As long as I have known you, you have been defiant toward the Lord. (Deuteronomy 9:24)
Moses knows the Israelites' tendencies all too well, and speaks to his experience.
This verse begins with a mem [which has a value of 40 in Gematria] and ends with a mem. This is to indicate to you [that Moses meant to say,] “For the entire 40-year period that you have been in wilderness, you have been rebels. -- Ba’al HaTurim
Verses 22-24, which interrupt the narrative, have long been considered as a later insertion enumerating other additional cases of such rebellions on the part of Israel. -- Gerhard Von Rad, Deuteronomy
The Samaritan text and the Vulgate read “he knew you,” but in Deuteronomy 31:27, “during my lifetime … you have been rebellious” seems to support the Masoretic version. -- Moshe Weinfeld, Deuteronomy
Questions for Discussion:
Ba'al HaTurim utilizes Gematria -- the assigning of numeric values to Hebrew letters -- to indicate that the Israelites' rebellious streak lasted for the entire 40 years of wandering. Is it also possible that the fact that the verse begins and ends with a letter in the middle of the Hebrew Alef-Bet is a sign that the Israelites have a tendency not to follow typical order?
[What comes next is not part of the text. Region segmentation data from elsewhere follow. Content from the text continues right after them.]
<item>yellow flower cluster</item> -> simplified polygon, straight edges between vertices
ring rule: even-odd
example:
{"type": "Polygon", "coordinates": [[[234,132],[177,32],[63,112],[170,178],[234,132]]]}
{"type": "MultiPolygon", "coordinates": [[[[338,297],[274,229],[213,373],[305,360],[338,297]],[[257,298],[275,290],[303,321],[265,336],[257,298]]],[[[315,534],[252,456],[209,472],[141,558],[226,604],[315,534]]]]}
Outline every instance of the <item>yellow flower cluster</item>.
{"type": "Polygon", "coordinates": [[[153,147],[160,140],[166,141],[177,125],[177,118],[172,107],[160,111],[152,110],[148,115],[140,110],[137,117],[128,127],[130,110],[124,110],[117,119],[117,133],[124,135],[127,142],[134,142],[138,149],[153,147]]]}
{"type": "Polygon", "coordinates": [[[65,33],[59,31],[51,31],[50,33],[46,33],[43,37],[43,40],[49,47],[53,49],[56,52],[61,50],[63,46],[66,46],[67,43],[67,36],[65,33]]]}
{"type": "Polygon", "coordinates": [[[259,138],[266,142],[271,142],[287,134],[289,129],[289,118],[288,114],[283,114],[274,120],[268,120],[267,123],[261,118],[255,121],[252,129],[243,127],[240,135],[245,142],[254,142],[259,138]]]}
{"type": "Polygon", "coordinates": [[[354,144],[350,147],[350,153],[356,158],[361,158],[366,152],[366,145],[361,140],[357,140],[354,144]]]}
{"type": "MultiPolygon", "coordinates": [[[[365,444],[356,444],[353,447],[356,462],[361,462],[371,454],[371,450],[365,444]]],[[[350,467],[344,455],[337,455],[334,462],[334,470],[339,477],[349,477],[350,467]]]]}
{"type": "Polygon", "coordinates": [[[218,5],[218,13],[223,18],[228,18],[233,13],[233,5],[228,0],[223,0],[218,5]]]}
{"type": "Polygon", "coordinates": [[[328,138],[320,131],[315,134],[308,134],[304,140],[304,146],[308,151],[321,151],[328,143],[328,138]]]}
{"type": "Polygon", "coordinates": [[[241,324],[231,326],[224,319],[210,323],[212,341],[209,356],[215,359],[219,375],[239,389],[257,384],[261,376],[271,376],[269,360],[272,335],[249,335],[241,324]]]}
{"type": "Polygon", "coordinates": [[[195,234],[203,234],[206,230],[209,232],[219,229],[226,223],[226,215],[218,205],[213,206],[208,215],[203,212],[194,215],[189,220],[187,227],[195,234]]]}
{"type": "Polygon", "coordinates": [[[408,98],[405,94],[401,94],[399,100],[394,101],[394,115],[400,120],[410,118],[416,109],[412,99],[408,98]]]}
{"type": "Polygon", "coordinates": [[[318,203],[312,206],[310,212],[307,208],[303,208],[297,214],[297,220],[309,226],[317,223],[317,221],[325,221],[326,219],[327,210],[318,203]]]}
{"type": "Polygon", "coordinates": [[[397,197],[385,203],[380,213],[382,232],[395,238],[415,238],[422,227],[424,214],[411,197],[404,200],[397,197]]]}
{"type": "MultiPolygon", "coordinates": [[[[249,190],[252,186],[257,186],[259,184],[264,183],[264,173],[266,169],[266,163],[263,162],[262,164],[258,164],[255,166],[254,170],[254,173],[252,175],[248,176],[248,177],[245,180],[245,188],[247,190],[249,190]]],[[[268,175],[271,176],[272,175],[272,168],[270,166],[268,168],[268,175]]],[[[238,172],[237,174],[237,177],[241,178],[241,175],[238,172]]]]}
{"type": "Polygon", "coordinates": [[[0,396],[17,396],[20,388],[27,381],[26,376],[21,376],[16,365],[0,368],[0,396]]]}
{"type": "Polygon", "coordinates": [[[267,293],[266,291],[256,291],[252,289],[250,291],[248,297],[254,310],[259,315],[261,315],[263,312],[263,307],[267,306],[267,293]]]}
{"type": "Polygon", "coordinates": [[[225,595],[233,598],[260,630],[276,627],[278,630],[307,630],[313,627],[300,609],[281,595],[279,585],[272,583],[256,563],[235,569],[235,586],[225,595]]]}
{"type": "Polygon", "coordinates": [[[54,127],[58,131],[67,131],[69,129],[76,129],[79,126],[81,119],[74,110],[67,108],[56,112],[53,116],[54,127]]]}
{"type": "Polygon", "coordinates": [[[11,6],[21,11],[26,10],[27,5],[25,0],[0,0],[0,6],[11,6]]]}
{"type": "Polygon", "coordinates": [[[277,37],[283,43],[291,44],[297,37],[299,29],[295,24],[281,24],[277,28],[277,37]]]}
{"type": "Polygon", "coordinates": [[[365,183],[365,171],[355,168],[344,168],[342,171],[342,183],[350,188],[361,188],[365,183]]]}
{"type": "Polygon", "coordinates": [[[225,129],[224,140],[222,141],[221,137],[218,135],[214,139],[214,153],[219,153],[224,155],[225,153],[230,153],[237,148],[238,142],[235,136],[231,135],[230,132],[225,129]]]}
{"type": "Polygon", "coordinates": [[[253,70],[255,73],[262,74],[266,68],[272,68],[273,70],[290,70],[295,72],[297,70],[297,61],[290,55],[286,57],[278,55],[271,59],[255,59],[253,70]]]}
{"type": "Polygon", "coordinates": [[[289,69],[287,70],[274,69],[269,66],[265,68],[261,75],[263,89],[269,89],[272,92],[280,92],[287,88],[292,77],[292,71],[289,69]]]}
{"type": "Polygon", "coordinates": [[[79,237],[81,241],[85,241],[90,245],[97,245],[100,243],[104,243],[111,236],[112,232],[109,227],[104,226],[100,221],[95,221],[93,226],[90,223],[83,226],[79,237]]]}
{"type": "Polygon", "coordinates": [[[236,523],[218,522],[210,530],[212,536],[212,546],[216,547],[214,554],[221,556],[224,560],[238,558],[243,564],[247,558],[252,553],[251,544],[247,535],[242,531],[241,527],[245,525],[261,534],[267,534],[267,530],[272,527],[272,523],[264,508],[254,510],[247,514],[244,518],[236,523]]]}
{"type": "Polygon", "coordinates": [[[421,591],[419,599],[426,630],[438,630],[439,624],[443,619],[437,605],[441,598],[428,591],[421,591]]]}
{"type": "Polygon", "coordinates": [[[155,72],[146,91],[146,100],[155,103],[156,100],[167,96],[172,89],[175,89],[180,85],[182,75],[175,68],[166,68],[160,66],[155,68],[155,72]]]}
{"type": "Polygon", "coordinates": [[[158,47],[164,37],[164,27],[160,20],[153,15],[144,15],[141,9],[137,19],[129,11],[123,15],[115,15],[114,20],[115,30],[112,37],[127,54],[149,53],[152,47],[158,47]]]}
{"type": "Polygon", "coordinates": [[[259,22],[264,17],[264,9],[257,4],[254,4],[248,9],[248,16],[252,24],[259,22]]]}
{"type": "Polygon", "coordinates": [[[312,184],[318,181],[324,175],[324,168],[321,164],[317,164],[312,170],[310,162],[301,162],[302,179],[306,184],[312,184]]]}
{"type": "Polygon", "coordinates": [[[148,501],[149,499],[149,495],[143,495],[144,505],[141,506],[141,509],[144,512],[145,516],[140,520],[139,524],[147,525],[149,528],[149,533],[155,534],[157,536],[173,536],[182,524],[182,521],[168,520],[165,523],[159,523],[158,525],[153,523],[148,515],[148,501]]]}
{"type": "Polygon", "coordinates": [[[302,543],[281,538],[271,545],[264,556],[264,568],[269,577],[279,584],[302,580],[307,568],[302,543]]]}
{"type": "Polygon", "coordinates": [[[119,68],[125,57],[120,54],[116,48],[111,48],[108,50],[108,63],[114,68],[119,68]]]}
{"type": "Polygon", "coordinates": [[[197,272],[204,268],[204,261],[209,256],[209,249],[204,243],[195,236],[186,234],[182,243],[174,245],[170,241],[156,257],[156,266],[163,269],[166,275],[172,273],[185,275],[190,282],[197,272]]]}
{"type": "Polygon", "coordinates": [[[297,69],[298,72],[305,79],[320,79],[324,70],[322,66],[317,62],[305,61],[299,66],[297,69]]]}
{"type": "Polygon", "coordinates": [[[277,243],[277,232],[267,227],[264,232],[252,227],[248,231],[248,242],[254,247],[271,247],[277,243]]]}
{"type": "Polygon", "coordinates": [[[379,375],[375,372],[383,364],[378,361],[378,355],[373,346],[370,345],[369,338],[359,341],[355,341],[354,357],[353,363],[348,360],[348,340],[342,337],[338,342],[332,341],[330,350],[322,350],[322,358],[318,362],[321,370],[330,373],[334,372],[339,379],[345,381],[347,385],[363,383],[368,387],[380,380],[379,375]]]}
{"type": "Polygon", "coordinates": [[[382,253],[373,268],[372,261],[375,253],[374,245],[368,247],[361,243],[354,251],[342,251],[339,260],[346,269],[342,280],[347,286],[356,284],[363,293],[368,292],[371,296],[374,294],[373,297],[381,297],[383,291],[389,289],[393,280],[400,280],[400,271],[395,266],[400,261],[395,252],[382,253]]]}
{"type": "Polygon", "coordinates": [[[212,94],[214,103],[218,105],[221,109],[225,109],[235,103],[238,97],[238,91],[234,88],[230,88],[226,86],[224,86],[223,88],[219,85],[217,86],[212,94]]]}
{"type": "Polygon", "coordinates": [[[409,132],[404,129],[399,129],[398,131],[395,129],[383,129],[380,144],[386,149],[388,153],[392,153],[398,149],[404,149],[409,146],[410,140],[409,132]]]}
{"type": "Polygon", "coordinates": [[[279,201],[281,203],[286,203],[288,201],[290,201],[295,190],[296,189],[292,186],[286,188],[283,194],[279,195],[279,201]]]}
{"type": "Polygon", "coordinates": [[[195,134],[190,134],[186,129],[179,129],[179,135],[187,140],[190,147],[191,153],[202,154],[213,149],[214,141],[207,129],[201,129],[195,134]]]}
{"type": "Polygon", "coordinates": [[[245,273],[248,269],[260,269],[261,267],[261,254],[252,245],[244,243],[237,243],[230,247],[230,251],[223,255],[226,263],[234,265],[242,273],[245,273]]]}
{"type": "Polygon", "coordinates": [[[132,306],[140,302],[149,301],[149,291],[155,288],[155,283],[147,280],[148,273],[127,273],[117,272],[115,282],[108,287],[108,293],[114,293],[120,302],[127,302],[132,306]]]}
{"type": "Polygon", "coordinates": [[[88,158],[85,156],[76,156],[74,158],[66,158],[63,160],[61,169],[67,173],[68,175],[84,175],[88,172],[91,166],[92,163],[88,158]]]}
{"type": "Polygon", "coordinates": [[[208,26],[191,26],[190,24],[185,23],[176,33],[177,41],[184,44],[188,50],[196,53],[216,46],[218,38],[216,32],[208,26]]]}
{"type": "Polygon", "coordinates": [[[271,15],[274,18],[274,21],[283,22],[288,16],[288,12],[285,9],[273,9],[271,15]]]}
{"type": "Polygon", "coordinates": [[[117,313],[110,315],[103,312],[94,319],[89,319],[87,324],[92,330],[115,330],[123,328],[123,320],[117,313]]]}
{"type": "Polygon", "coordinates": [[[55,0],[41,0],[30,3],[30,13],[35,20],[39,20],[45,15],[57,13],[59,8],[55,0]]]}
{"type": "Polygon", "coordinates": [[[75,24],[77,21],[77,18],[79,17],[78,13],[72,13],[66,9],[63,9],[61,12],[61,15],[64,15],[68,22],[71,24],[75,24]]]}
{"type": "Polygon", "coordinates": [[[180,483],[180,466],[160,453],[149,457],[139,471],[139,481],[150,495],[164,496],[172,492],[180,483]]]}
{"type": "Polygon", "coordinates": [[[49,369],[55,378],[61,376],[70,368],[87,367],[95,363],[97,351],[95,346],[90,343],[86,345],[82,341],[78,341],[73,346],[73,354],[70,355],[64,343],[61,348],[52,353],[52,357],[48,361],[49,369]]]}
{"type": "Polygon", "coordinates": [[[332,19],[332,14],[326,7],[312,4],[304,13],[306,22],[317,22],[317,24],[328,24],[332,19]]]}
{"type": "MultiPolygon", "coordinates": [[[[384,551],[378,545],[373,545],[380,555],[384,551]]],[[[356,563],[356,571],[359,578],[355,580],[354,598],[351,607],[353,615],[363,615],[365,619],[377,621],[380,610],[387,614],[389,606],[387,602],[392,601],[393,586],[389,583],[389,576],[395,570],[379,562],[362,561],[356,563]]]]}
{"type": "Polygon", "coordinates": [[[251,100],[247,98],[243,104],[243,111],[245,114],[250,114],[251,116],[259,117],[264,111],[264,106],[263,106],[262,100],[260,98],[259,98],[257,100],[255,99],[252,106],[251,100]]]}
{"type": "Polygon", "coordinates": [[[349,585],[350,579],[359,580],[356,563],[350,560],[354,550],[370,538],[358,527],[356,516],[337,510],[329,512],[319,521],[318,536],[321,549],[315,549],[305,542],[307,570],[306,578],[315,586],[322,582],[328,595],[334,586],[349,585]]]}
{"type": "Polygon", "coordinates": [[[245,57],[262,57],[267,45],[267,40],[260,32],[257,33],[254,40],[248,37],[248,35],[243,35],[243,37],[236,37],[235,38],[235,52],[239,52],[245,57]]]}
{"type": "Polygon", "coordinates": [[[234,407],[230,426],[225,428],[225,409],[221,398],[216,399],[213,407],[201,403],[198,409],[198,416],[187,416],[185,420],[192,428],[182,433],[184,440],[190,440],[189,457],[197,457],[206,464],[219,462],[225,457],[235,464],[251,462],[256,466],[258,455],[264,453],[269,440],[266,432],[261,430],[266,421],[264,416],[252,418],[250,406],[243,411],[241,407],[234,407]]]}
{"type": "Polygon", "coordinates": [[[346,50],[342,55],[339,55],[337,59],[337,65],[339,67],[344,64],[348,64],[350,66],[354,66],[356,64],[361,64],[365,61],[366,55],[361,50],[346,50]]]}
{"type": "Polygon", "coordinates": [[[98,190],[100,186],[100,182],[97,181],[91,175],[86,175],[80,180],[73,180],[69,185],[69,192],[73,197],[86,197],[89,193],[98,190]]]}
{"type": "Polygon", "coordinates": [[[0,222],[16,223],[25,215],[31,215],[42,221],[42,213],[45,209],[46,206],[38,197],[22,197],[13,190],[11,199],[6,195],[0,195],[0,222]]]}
How much stock should we put into the significance of Hebrew letters and their numerical value when gleaning meaning from the Torah?
Von Rad sees this snippet in our text as somewhat tangential to the subject at hand. But from a literary point of view, is it possible that Moses is simply speaking with a kind of stream of consciousness? Is it more likely that Moses is speaking according to a fixed (or memorized) script over the course of the book of Deuteronomy, or is he being more extemporaneous? If he is being more spontaneous, does that change the way we evaluate the words of the book of Deuteronomy and its laws?
Weinfeld's view indicates that it is unclear whether Israel has been rebellious throughout the time Moses has known the nation or the time God has known the nation. To what extent is Moses expressing his personal frustration with Israel, and to what extent is Moses reflecting God's frustration? In what ways would Moses's frustration be different than God's frustration?